# What is the best solution for Unix file sharing for heterogeneous networks?



## sdf (Aug 26, 2018)

Hello everyone,

What is the best way to share files on a network with different client operating systems? Or is Samba the best even with the Windows clients? Is there a better alternative, such as OpenAFS?

Thanks.


----------



## Bobi B. (Aug 26, 2018)

Best provide details regarding those other client operating systems. Unixes (Lines)? Windows (which versions)? I remember there is an optional NFS client feature in Windows Professional, not sure how stable it works, tho. What kind of security and auditing you require?


----------



## sdf (Aug 26, 2018)

Such as Windows 10 and MacOS 10. Do you mean Windows Services for UNIX that has been discontinued?


----------



## Bobi B. (Aug 26, 2018)

There are Services for NFS in Windows 10 Pro, as an optional feature: Programs and Features -> Turn Windows features on or off -> Services for NFS / Client for NFS.


----------



## kpa (Aug 26, 2018)

I ended up using net/samba48 for my windows clients and sftp(1) for anything that talks native SFTP. NFS is certainly nice but comes with its own baggage and I wouldn't trust the windows NFS client to be on par with systems where it's actually used all the time.


----------



## sdf (Aug 26, 2018)

I am still learning Samba, but I feel it is a bit complicated. I haven't configured it, Now thinking, if in a production environment, Windows Server may be a better choice and the best partner with the Windows client.


----------



## ShelLuser (Aug 26, 2018)

Samba hasn't have to be that complicated though. Also because there are plenty of sane default settings which the daemon will use. At best you set the workgroup, server name, and if you want it to operate as a master browser.

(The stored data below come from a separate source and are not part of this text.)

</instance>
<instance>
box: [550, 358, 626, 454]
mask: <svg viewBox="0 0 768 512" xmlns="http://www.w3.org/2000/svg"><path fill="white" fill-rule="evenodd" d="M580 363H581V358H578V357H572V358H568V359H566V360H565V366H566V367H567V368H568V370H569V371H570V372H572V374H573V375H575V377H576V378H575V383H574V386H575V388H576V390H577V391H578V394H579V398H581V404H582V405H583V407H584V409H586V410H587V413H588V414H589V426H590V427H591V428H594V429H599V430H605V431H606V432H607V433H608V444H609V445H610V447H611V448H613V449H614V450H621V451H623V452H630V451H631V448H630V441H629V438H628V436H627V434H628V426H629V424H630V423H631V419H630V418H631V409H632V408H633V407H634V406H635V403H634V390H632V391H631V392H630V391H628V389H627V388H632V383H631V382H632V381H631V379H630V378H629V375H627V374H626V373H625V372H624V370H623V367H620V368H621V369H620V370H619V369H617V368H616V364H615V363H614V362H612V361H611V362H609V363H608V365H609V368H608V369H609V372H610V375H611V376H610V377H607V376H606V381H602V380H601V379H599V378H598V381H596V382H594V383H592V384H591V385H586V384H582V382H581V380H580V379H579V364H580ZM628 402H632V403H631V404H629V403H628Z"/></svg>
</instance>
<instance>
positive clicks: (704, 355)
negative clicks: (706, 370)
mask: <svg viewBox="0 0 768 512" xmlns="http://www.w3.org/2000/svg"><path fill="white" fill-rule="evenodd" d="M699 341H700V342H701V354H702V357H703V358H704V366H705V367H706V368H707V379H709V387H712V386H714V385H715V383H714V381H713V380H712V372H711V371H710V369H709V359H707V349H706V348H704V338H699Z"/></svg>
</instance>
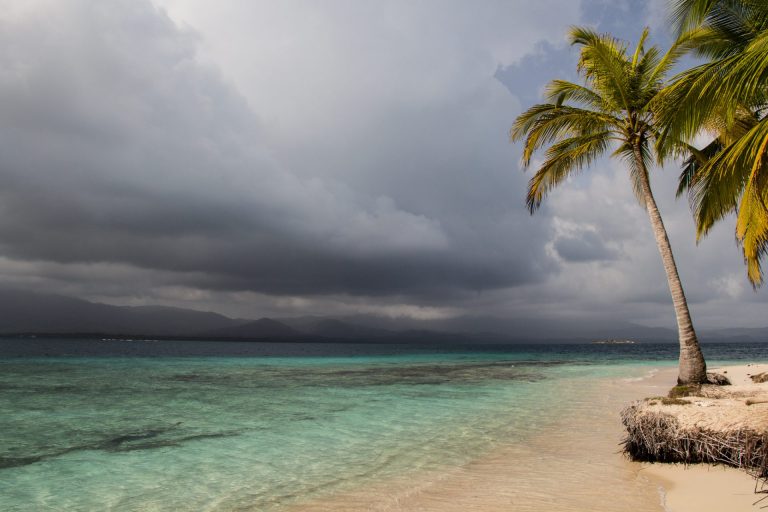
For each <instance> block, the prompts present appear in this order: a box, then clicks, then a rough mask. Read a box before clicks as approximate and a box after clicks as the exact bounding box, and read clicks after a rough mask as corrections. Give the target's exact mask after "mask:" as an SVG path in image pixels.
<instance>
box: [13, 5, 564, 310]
mask: <svg viewBox="0 0 768 512" xmlns="http://www.w3.org/2000/svg"><path fill="white" fill-rule="evenodd" d="M47 7H48V9H41V10H37V11H36V10H34V9H30V10H29V11H24V10H23V9H22V10H21V12H20V13H17V16H16V17H15V18H13V19H11V20H8V21H6V23H5V24H4V25H3V26H2V34H0V38H1V40H0V42H1V43H2V47H3V48H4V51H3V53H2V54H1V55H0V62H2V68H3V71H2V72H0V73H2V80H0V119H2V122H0V153H1V154H2V155H3V158H2V164H1V165H0V180H1V181H2V188H1V189H0V247H1V248H2V254H3V255H4V256H6V257H8V258H12V259H15V260H21V261H24V260H27V261H48V262H52V263H66V264H82V263H93V264H98V263H116V264H126V265H130V266H136V267H140V268H144V269H147V270H153V271H155V272H157V271H167V272H172V273H173V274H169V275H168V276H166V278H167V279H165V280H166V281H173V280H174V279H175V280H176V284H179V285H184V286H189V287H198V288H202V289H212V290H251V291H256V292H262V293H268V294H278V295H279V294H297V295H316V294H320V295H322V294H350V295H365V296H378V295H388V294H397V295H400V296H412V297H415V298H419V299H420V300H422V299H427V298H429V297H440V296H447V295H455V294H461V293H463V292H475V291H478V290H483V289H493V288H504V287H510V286H516V285H519V284H524V283H531V282H536V281H538V280H541V279H543V278H544V276H545V275H546V273H547V271H548V269H551V268H553V265H555V263H554V262H551V261H549V262H548V260H547V257H546V255H545V254H544V249H543V247H544V244H545V242H546V230H542V229H541V223H539V224H538V225H537V224H536V223H535V222H533V223H529V222H520V221H518V220H517V218H516V216H517V215H518V214H519V212H521V211H523V210H522V205H521V204H517V203H519V201H517V199H515V198H516V197H517V196H519V190H520V187H521V180H520V179H519V178H518V177H517V176H516V174H515V173H514V171H515V169H514V168H513V167H514V165H513V164H511V162H509V160H510V156H511V150H510V148H509V147H508V146H507V145H506V142H505V141H504V137H505V131H506V128H507V125H508V123H509V120H510V119H511V116H512V114H513V112H514V110H513V108H514V101H513V99H512V98H511V97H509V96H508V95H507V96H501V94H503V89H502V88H501V87H500V86H498V84H495V83H494V81H493V78H492V76H490V75H488V76H487V84H483V85H482V88H478V87H476V86H474V85H473V86H472V88H470V89H468V90H464V91H461V93H460V94H458V95H456V97H452V98H450V99H449V100H447V101H445V102H443V103H441V104H438V105H432V106H429V107H428V108H426V109H422V110H420V111H414V110H412V109H411V108H410V107H408V108H403V107H400V108H401V109H402V110H400V111H399V112H398V111H392V112H390V113H388V114H387V115H384V116H382V117H381V118H380V119H379V122H378V123H375V124H374V123H371V125H370V126H369V127H367V128H366V129H363V130H360V131H358V132H357V133H356V134H354V135H350V134H348V133H345V134H343V135H342V136H340V135H339V134H335V135H334V134H333V133H328V134H327V138H328V139H329V141H330V142H329V144H328V145H329V146H330V149H327V150H326V151H327V152H328V154H329V155H330V157H331V158H329V159H327V160H319V159H313V158H311V150H312V142H308V143H307V150H308V151H310V157H309V158H307V157H303V158H298V159H296V158H295V155H294V158H293V161H291V160H292V158H291V156H290V155H288V156H286V155H287V154H288V153H289V152H290V149H291V148H286V147H285V145H281V144H280V143H274V142H273V143H272V144H270V142H269V141H270V140H274V136H273V135H272V134H270V133H269V131H268V127H266V125H265V123H264V122H262V121H261V120H260V118H259V116H258V115H257V114H258V113H255V112H253V109H252V107H251V106H249V103H248V101H247V100H246V99H245V98H244V97H243V96H241V95H240V94H239V93H238V92H237V91H236V90H235V88H234V87H233V86H232V85H229V84H228V83H227V82H226V81H225V80H224V79H223V78H222V77H221V76H220V74H219V72H217V71H216V70H214V69H213V68H210V67H207V66H205V65H203V64H200V62H199V61H198V59H197V58H196V48H197V46H196V45H197V44H198V42H197V41H198V39H199V38H198V36H197V35H196V34H194V33H192V32H188V31H184V30H181V29H179V28H178V27H177V26H176V25H175V24H174V23H173V22H172V21H171V20H170V19H169V18H168V17H167V15H165V14H164V13H163V12H162V11H160V10H158V9H157V8H155V7H153V6H152V5H151V4H149V3H147V2H143V1H134V0H130V1H127V0H126V1H114V2H109V4H107V3H96V4H95V3H93V2H85V1H70V2H61V3H49V4H47ZM52 20H55V23H52ZM42 26H46V27H47V30H46V32H45V33H44V34H42V33H40V32H39V31H38V30H37V29H39V28H40V27H42ZM494 88H498V90H495V91H494ZM489 91H490V92H491V93H493V94H495V95H496V96H495V97H494V96H492V97H491V98H490V99H489V98H488V97H486V96H485V95H486V94H488V93H489ZM500 105H501V106H504V109H503V110H501V111H499V110H498V107H499V106H500ZM478 114H479V115H481V116H484V115H485V114H488V117H487V118H485V117H478ZM486 123H488V124H486ZM467 127H469V128H467ZM436 128H439V129H440V132H439V133H438V132H436ZM489 129H491V133H489V132H488V130H489ZM334 137H336V140H334ZM339 137H341V138H339ZM467 137H470V138H471V139H470V140H467ZM371 141H375V143H374V144H371ZM336 143H340V144H342V145H340V146H335V144H336ZM292 149H293V150H298V151H301V148H298V149H297V148H295V147H294V148H292ZM342 161H343V162H342ZM340 162H342V165H343V173H342V174H339V172H338V171H339V170H338V169H336V172H335V173H334V171H333V170H331V169H329V170H328V171H327V172H326V171H325V169H324V168H325V167H330V166H332V165H338V164H339V163H340ZM500 164H503V165H500ZM382 177H385V178H386V179H384V180H383V181H382ZM489 178H490V179H489ZM73 279H82V275H79V274H78V275H74V274H73Z"/></svg>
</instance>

Optionally you can configure logging and then all there's left are the individual shares. Name, browseable, read only and guest access.

It really can be that simple.


----------



## kpa (Aug 26, 2018)

I went with the standalone (I think that's what it's called) setup on SAMBA, I have absolutely no use for a domain controller on my environment. It's dead simple to set up.


----------